O líder do PSD ripostou: “Vergonha na cara, uma coisa que o André Ventura não tem”.
“Mas na altura ele era colaborante com tudo aquilo que o PSD defendia e andava de bandeirinha na mão e até achava que o melhor líder era aquele que está hoje à frente dele”,acrescentou Luís Montenegro.
O líder do PSD invocou, aqui, a imaturidade do Chega para a governação que apresenta como razão para uma impossibilidade de acordo político.
“Eu já fui muito claro sobre essa matéria e creio que as portuguesas e os portugueses, mesmo aqueles que votaram no passado no Chega, compreendem bem que é impossível governar com o Chega.
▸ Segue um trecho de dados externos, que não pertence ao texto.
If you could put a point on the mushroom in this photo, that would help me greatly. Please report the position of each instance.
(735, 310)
É impossível por três razões fundamentalmente. O Chega não tem fiabilidade de pensamento, comporta-se politicamente como um catavento, muda de opinião muitas vezes, e isso não é adequado ao exercício de funções governativas, nem à colaboração na atividade de um governo”, disse o líder do PSD. O Chega “não tem maturidade nem decência”, sublinhou.
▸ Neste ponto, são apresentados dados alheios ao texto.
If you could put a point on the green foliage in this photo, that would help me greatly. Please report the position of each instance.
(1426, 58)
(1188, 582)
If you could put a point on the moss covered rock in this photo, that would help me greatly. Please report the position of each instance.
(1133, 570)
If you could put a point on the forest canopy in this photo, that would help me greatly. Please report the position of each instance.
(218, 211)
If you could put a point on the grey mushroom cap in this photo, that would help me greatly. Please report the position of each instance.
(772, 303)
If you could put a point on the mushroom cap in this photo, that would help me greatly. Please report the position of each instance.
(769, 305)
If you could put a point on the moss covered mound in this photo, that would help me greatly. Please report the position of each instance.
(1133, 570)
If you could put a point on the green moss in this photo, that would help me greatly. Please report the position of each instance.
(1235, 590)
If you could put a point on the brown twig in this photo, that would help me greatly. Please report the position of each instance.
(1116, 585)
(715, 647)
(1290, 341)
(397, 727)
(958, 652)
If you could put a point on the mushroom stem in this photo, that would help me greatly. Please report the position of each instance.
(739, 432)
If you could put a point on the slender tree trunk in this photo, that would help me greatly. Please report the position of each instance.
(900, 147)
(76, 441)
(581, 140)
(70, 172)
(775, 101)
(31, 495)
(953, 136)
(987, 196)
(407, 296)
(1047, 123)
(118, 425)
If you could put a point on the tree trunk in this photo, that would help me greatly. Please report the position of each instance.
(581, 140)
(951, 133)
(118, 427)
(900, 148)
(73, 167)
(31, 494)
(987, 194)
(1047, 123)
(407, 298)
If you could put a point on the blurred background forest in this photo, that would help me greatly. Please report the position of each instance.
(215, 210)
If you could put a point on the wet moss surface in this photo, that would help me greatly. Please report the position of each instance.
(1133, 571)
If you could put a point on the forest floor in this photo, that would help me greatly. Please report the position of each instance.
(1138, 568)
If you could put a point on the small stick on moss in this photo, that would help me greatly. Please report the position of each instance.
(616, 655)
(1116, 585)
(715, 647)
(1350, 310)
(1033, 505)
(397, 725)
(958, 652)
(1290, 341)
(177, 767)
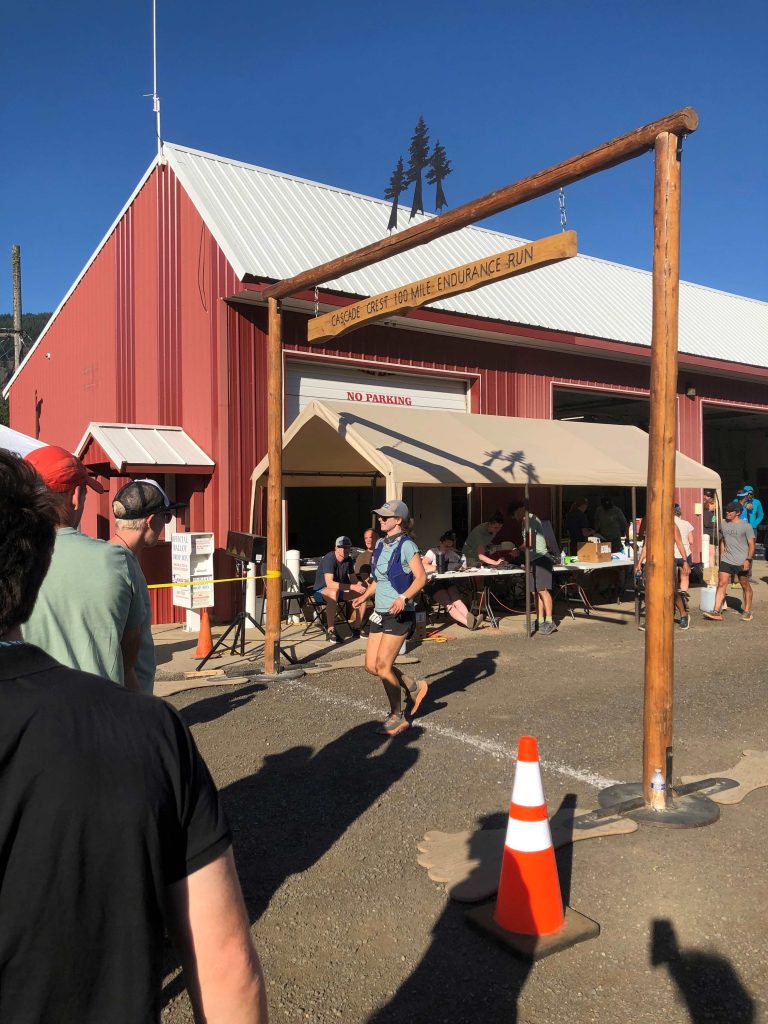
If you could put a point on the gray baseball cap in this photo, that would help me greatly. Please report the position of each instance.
(393, 507)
“Luís Montenegro não quer contar nem com o Chega, nem com ninguém. Luís Montenegro quer muletas na Assembleia da República, como teve a Iniciativa Liberal, como teve o CDS. Não contará connosco, e eu quero dizer cara a cara, que não contará connosco”, sublinhou por seu lado, André Ventura.
O resto do debate foi dedicado a questões de crescimento económico e das premissas dos dois partido nesse âmbito e ao apelo de Montenegro aos eleitores do Chega..
“A sua utilidade é a mesma, quer tenha uma representação de um deputado ou de 50. Por isso eu quero aqui dirigir-me sobretudo às pessoas que votaram no Chega e que hoje podem encontrar um caminho de esperança votando na AD, porque é votando na AD que vão ver muitos dos seus problemas resolvidos”.
André Ventura, a quem coube a intervenção de fecho, reclamou uma auditoria às despesas do Estado e o aproveitamento que o PSD tem feito das ideias do Chega. "Eu quero mesmo que todos os pensionistas tenham uma pensão equivalente ao salário mínimo. Sabe o que é que eu vi nos últimos dias? Que o Luís Montenegro veio atrás de André Ventura e pensou assim: de facto, isto é uma boa ideia".